The Power of a Cliché

Beginner's writing classes are all the same. During the first lesson the teacher will at some point, inevitably, share this one-size-fits-all mantra: "Show, don't tell." The idea is that abstract nouns are not as powerful as sensory details. So instead of vaguely saying, "I feel sad," you should give details, such as, "I could feel the warm tear run down the side of my cheek."

Hmm, okay. But consider this situation: I'm walking into the nursing home to visit an elderly man from my congregation. He is dying and not happy about it. Not. At. All. My hope is to lift his spirits but I am unsure of how this conversation will go. Should I avoid clichés as I talk with him?


Photo Credit: Tom Newby Photography via Flickr

If I'm focused on details then walking into a nursing home is almost sensory overload. The smell is what hits me first; it fills my nostrils, that institutional mix of urine and bleach. My ears catch the faint beeping of machinery [beeping is good!], as well as distant groans. Most of the residents here are past the point of caring what socially inappropriate sounds leave their bodies. I see heads lift to check whether I am a family member who has come for a visit.
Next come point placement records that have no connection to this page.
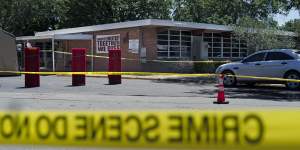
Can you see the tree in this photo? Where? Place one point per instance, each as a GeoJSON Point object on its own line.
{"type": "Point", "coordinates": [226, 12]}
{"type": "Point", "coordinates": [293, 26]}
{"type": "Point", "coordinates": [27, 16]}
{"type": "Point", "coordinates": [259, 35]}
{"type": "Point", "coordinates": [142, 9]}
{"type": "Point", "coordinates": [87, 12]}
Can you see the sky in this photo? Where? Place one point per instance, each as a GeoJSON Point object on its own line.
{"type": "Point", "coordinates": [282, 19]}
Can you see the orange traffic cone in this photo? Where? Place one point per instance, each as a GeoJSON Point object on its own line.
{"type": "Point", "coordinates": [221, 93]}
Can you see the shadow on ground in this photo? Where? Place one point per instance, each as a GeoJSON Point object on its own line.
{"type": "Point", "coordinates": [188, 80]}
{"type": "Point", "coordinates": [261, 92]}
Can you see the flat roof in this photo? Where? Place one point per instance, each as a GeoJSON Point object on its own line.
{"type": "Point", "coordinates": [146, 22]}
{"type": "Point", "coordinates": [57, 37]}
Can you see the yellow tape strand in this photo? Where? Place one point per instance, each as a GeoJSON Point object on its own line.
{"type": "Point", "coordinates": [162, 61]}
{"type": "Point", "coordinates": [150, 74]}
{"type": "Point", "coordinates": [152, 129]}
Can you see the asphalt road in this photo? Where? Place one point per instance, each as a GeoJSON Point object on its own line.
{"type": "Point", "coordinates": [56, 93]}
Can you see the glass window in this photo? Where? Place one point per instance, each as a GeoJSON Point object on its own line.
{"type": "Point", "coordinates": [162, 37]}
{"type": "Point", "coordinates": [174, 44]}
{"type": "Point", "coordinates": [278, 56]}
{"type": "Point", "coordinates": [255, 57]}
I tend to catch all these details if I'm focused on myself and my experiences.

But if I'm truly focused on the individual I'm visiting then the visit takes on a different story. I see a man in need of a lifeline, who is trapped in darkness and looking for light, who is at the end of his rope. He shares, "the walls are closing in! I've run out of steam. Time is up."
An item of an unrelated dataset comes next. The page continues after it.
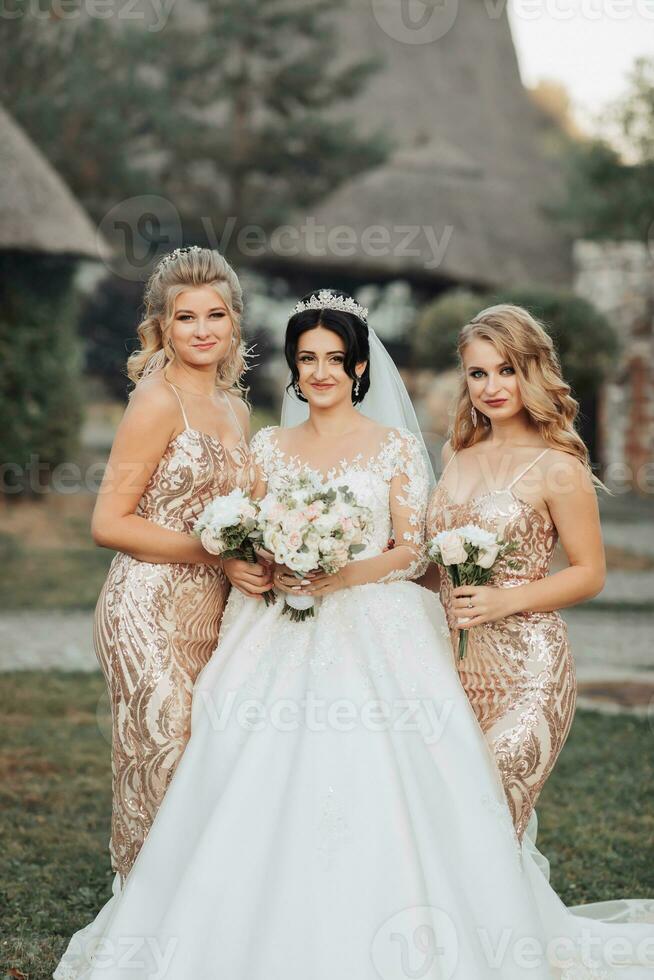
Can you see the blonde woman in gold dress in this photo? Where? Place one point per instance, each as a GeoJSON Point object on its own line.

When people are dying they speak in clichés. Why is that? In the context of a writing class, clichés are less effective and usually the consequence of laziness or avoidance. But is that what's going on with a dying man? Or for that matter, the young couple who has recently had their first child, or the teenager who is discovering romance for the very first time? We resort to clichés in life's most meaningful moments.
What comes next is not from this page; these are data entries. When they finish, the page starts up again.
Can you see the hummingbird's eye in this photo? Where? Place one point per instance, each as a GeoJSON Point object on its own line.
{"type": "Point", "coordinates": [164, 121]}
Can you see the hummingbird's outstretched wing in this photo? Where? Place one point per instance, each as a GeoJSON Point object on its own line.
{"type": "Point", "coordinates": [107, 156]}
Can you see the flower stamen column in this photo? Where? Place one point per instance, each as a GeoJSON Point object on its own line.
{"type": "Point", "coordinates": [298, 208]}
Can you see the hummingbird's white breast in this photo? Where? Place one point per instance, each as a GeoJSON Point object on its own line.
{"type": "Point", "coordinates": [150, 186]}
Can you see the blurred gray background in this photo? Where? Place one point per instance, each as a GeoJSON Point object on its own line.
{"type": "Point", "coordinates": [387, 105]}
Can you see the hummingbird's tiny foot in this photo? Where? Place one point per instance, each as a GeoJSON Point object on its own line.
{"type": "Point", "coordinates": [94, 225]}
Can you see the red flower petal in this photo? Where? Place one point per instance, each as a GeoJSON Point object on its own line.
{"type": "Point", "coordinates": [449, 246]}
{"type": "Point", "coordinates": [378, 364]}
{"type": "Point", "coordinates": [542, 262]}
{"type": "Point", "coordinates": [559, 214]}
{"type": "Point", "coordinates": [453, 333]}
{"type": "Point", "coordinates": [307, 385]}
I believe people speak in clichés because it's a shared and intimate language. After all, an experience doesn't become a cliché unless it repeats throughout time and is experienced by many people. Using a cliché is a way to connect with others and feel less alone. There's no guesswork, it ensures you're instantly heard and understood. So when it comes to writing poetry then by all means, avoid clichés. But all I know is that the last thing a dying man yearns for is sensory details; his pain takes the form of clichés, and that's good enough for me.